Guillemette Legrand uses the practice of machine-fictioning to explore the (im)materiality of emerging information technologies and their capacity to form contexts enabling the naturalisation of specific belief systems. Their work can be described as an artistic mobilisation of algorithmic knowledge and its infrastructure, where their goal is to re-imagine their potentialities and frictions through fostering embodied and situated environments (both physical and virtual) to engage with a public.
The work often takes the shape of multimedia installations, game-environments and experimental presentations, which have been exhibited at the V&A (London, UK), V2_ Lab for the Unstable Media (Rotterdam, NL), the 4th Istanbul Biennale (Istanbul, TR), LUMA (Arles, FR), Design Museum (London, UK), among other international locations.
In 2020, they initiated a transdisciplinary research project Spectral Plain that seeks to readjust the relationship between scientific knowledge and the modelling of the Earth in the production of world-imaginaries.
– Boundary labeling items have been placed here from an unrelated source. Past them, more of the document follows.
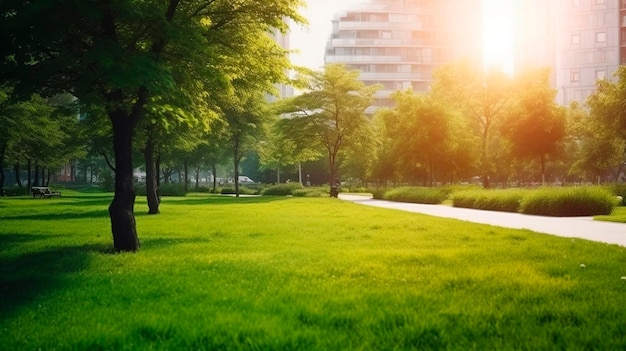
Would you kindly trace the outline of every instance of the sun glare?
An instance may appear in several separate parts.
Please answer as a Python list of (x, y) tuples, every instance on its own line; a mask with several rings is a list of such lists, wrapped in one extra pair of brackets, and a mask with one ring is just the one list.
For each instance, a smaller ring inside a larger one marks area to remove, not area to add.
[(512, 74), (513, 0), (483, 0), (483, 60), (485, 68)]

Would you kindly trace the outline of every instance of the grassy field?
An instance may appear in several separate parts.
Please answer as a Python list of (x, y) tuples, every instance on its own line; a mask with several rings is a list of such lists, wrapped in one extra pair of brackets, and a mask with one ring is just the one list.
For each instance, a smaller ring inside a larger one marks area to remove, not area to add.
[(626, 248), (331, 198), (0, 198), (5, 350), (626, 349)]

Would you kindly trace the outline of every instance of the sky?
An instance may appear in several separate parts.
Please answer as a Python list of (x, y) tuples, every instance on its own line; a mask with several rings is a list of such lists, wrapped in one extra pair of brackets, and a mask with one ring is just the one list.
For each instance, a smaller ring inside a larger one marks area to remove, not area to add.
[[(512, 0), (483, 1), (485, 65), (499, 66), (511, 72)], [(300, 52), (292, 55), (293, 63), (320, 70), (324, 65), (324, 49), (333, 14), (360, 2), (363, 0), (307, 0), (308, 6), (301, 10), (301, 14), (308, 19), (308, 28), (295, 26), (291, 34), (291, 47)]]

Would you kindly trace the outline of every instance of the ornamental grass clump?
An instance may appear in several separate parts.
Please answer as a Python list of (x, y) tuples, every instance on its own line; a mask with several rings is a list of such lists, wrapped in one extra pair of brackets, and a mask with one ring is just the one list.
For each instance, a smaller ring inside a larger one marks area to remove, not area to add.
[(518, 212), (520, 202), (528, 190), (464, 190), (454, 193), (454, 207), (474, 208), (478, 210)]
[(296, 189), (302, 189), (302, 184), (300, 183), (283, 183), (272, 185), (267, 189), (264, 189), (261, 192), (261, 195), (272, 195), (272, 196), (288, 196), (293, 195), (293, 191)]
[(294, 189), (291, 192), (291, 195), (295, 197), (320, 197), (320, 196), (328, 196), (328, 190), (325, 190), (324, 187), (309, 187), (309, 188), (301, 188)]
[(444, 189), (425, 187), (401, 187), (391, 189), (383, 195), (383, 200), (420, 204), (440, 204), (447, 198), (448, 192)]
[(525, 214), (570, 217), (609, 215), (614, 196), (601, 187), (540, 188), (529, 192), (520, 204)]

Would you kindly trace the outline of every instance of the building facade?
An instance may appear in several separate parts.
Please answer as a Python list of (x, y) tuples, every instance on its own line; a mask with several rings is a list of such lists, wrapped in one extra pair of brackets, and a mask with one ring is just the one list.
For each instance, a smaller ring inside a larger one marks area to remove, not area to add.
[(367, 85), (380, 84), (367, 113), (391, 106), (398, 90), (425, 92), (443, 64), (482, 64), (480, 0), (370, 0), (336, 14), (326, 64), (359, 70)]
[(584, 102), (626, 63), (626, 0), (517, 0), (516, 70), (553, 70), (557, 102)]

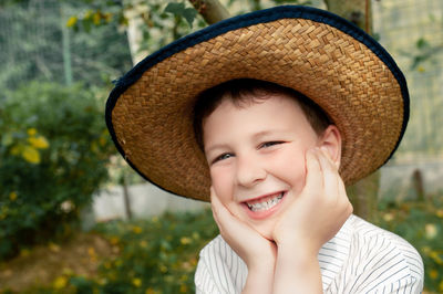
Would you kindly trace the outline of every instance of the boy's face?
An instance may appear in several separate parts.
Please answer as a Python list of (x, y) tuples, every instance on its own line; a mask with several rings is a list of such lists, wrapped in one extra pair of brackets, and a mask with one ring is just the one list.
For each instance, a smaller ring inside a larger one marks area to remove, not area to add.
[(224, 99), (203, 134), (216, 196), (271, 240), (278, 217), (305, 187), (305, 154), (319, 145), (300, 106), (278, 94), (241, 107)]

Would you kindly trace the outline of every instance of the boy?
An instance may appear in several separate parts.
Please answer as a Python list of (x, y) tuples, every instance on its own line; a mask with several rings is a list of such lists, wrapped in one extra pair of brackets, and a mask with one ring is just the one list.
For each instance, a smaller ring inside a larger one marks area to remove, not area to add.
[(344, 191), (392, 156), (408, 117), (404, 77), (380, 44), (306, 7), (181, 39), (106, 104), (136, 171), (212, 200), (222, 237), (200, 253), (199, 293), (419, 293), (420, 255), (352, 216)]

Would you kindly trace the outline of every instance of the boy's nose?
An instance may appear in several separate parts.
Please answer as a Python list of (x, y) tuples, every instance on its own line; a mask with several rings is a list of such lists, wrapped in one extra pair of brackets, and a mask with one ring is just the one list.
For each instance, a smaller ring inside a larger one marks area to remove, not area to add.
[(254, 185), (266, 179), (266, 170), (257, 160), (251, 157), (237, 159), (237, 183), (244, 187), (253, 187)]

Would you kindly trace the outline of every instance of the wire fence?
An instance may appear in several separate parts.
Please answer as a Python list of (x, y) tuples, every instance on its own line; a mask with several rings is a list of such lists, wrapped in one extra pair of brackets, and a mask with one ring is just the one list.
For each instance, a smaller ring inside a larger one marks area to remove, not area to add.
[(0, 9), (0, 86), (31, 81), (106, 85), (132, 66), (124, 31), (116, 24), (74, 32), (71, 15), (82, 2), (29, 0)]
[[(90, 32), (66, 28), (70, 15), (85, 10), (80, 2), (29, 0), (0, 9), (2, 88), (31, 80), (110, 86), (132, 66), (127, 38), (116, 24)], [(372, 8), (374, 32), (411, 94), (410, 124), (395, 159), (442, 158), (443, 1), (373, 0)]]

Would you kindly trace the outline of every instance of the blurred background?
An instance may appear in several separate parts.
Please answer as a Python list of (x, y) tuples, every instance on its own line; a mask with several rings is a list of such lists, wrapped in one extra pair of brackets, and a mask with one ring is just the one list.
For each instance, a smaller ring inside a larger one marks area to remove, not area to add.
[(171, 41), (285, 3), (349, 19), (404, 72), (403, 141), (349, 195), (357, 214), (418, 249), (425, 292), (443, 293), (441, 0), (1, 0), (0, 293), (194, 292), (198, 252), (218, 232), (208, 204), (131, 170), (104, 103), (113, 81)]

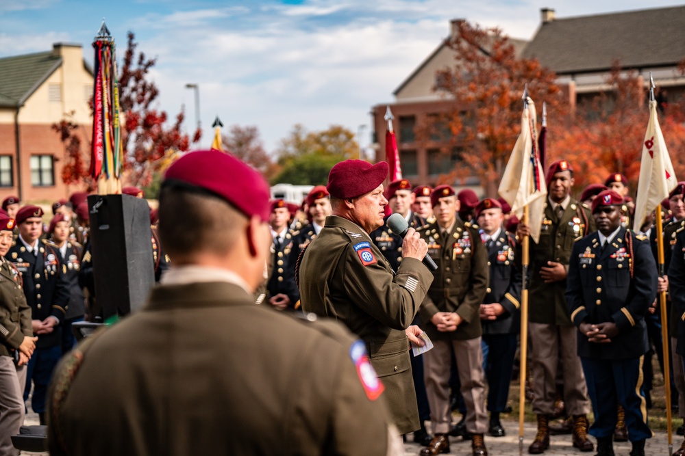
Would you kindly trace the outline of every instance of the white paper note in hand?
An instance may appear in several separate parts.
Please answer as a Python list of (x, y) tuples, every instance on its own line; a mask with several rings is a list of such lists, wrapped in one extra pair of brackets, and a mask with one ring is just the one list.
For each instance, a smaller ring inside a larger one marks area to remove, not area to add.
[(414, 352), (414, 356), (418, 356), (419, 355), (421, 355), (422, 353), (425, 353), (428, 350), (433, 348), (433, 343), (430, 341), (430, 338), (429, 338), (428, 334), (425, 333), (425, 331), (422, 332), (419, 337), (423, 339), (423, 343), (425, 345), (423, 345), (423, 347), (419, 347), (413, 342), (411, 343), (412, 351)]

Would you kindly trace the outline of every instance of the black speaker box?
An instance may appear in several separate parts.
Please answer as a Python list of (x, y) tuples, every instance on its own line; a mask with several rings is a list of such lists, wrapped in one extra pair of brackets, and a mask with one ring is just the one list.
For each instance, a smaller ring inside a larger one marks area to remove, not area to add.
[(106, 320), (140, 308), (155, 283), (150, 210), (130, 195), (90, 195), (95, 301)]

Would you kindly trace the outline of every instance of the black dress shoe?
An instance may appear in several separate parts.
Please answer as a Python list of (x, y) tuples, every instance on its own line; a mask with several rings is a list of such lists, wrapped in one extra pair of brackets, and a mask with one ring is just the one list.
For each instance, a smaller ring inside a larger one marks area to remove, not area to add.
[(499, 423), (499, 420), (497, 421), (490, 420), (490, 427), (488, 428), (488, 433), (493, 437), (504, 437), (507, 435), (507, 433), (504, 431), (504, 428), (502, 427), (501, 423)]
[(430, 436), (430, 434), (428, 433), (425, 427), (422, 427), (414, 433), (414, 442), (419, 444), (421, 446), (427, 446), (430, 444), (430, 441), (432, 440), (433, 438)]

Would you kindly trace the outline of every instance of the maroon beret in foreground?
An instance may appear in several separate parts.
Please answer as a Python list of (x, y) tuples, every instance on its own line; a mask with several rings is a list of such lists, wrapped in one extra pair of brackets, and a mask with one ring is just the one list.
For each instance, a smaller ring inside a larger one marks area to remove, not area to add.
[(435, 207), (438, 204), (438, 200), (445, 196), (452, 196), (454, 195), (454, 189), (449, 185), (438, 185), (433, 189), (430, 192), (430, 205)]
[(610, 184), (612, 184), (614, 182), (620, 182), (621, 183), (622, 183), (623, 185), (625, 186), (627, 186), (628, 185), (628, 180), (625, 178), (625, 176), (623, 176), (620, 173), (614, 173), (613, 174), (610, 174), (609, 177), (606, 178), (606, 179), (604, 180), (604, 185), (606, 185), (607, 187), (609, 187)]
[(88, 220), (90, 217), (88, 213), (88, 201), (79, 203), (79, 205), (74, 209), (74, 212), (76, 213), (76, 217), (81, 220)]
[(503, 213), (504, 213), (505, 214), (508, 214), (510, 212), (512, 211), (512, 206), (509, 205), (509, 203), (507, 202), (506, 200), (500, 196), (499, 198), (497, 198), (497, 201), (499, 201), (499, 204), (502, 205)]
[[(272, 213), (279, 209), (284, 208), (288, 209), (288, 203), (283, 200), (272, 200), (269, 204), (269, 213)], [(288, 209), (288, 211), (290, 211), (290, 209)]]
[(430, 192), (433, 190), (428, 185), (419, 185), (419, 187), (414, 189), (412, 192), (419, 196), (430, 196)]
[(47, 228), (48, 232), (52, 232), (55, 230), (55, 227), (57, 226), (57, 224), (60, 222), (66, 222), (67, 224), (69, 222), (69, 217), (64, 214), (58, 214), (55, 217), (52, 217), (52, 220), (50, 221), (50, 226)]
[(8, 196), (2, 201), (2, 209), (7, 211), (7, 206), (10, 204), (18, 204), (19, 198), (18, 196)]
[(547, 173), (545, 175), (545, 182), (547, 187), (549, 187), (549, 183), (552, 181), (552, 177), (554, 174), (562, 171), (570, 171), (573, 173), (573, 167), (566, 160), (557, 160), (549, 165), (549, 167), (547, 168)]
[(323, 185), (316, 185), (307, 195), (306, 200), (307, 201), (307, 204), (311, 206), (316, 200), (321, 200), (322, 198), (328, 198), (328, 190), (326, 189), (325, 187)]
[(480, 217), (480, 213), (486, 209), (494, 209), (495, 208), (502, 209), (502, 205), (499, 202), (493, 198), (485, 198), (479, 202), (475, 206), (475, 216)]
[(230, 154), (216, 150), (190, 152), (169, 167), (164, 180), (205, 189), (248, 217), (269, 220), (269, 185), (258, 172)]
[(71, 196), (69, 197), (69, 202), (71, 203), (71, 207), (75, 209), (77, 206), (87, 199), (88, 193), (85, 191), (75, 191), (71, 193)]
[(675, 188), (671, 191), (669, 193), (669, 198), (672, 198), (676, 195), (682, 195), (685, 193), (685, 182), (679, 182), (675, 186)]
[(121, 193), (124, 195), (130, 195), (131, 196), (135, 196), (136, 198), (143, 198), (145, 193), (140, 189), (137, 187), (125, 187), (121, 189)]
[(390, 200), (395, 196), (395, 193), (397, 190), (411, 191), (411, 189), (412, 185), (408, 180), (406, 179), (397, 179), (388, 184), (388, 189), (385, 191), (385, 197), (386, 200)]
[(595, 196), (600, 191), (608, 189), (609, 187), (606, 185), (602, 185), (601, 184), (590, 184), (585, 187), (585, 189), (583, 190), (583, 193), (580, 193), (580, 200), (585, 201), (586, 200), (589, 199), (590, 196)]
[(388, 177), (388, 163), (372, 165), (364, 160), (345, 160), (328, 174), (326, 189), (331, 196), (347, 200), (367, 193), (383, 183)]
[(14, 229), (14, 219), (10, 219), (7, 214), (0, 215), (0, 231), (12, 231)]
[(457, 193), (457, 199), (461, 204), (460, 211), (473, 209), (478, 204), (478, 196), (471, 189), (464, 189)]
[(43, 211), (38, 206), (33, 206), (32, 204), (29, 204), (28, 206), (25, 206), (18, 212), (16, 213), (16, 224), (19, 225), (26, 221), (27, 219), (29, 219), (34, 217), (42, 217)]
[(613, 190), (604, 190), (599, 192), (597, 198), (593, 200), (593, 213), (600, 206), (621, 206), (623, 204), (623, 197)]

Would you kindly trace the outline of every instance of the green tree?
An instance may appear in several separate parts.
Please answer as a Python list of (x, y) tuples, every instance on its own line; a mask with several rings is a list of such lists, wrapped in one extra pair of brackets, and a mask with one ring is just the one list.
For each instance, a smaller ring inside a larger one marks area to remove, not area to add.
[(354, 133), (340, 125), (321, 131), (308, 132), (300, 124), (281, 142), (277, 150), (281, 168), (272, 183), (295, 185), (325, 185), (336, 163), (358, 157)]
They are now PhD candidate at SACRe-PSL within the Reflective Interaction Group of EnsadLab. Her PhD project Climate Cosmograms examines the cosmological dimension of climate images, inquiring how they become more-than scientific representations that also portray political and socio-cultural imaginaries of the Earth. The project researches the visual literacies of design and technological systems through a critical examination of current climate-imaging practices, in order to propose other possible forms of climate visuality and imaginaries. This practice-based research starts with the proposal that current climate images are not neutral representations but act as visual proxies of a complex, autonomous, and speculative modelling system that mediate, hierarchise, and politicise climate data. Climate images used within the Intergovernmental Panel on Climate Change reports are produced to inform climate governance, which the project argues, construct imaginaries that reframe people’s political and socio-cultural relationship to the earth. Through examining this reframing, this project proposes to study the tacit role of design and its AI-aided automation by looking at three different realities of the earth that coexist in the imaging of climate; the sensing of the earth biochemical substrate; its computational modelling; and finally the visualisation of this data. Climate cosmograms ask what are the visual practices of climate images? How do they construct and disseminate cosmological imaginary(ies)? And how can creative practices help to critically mobilise current climate-imaging operations to propose other mediums to simulate the climate and its imaginaries? The hypothesis of the project is that by using the medium of cosmograms–a cultural incarnation of the earth–as a research lens, I will be able to document, counter, enrich, and diversify climate visuality and imaginaries. The project proposes to research the design and geo-computational practices of modelling the earth through participatory and practice-based design methods.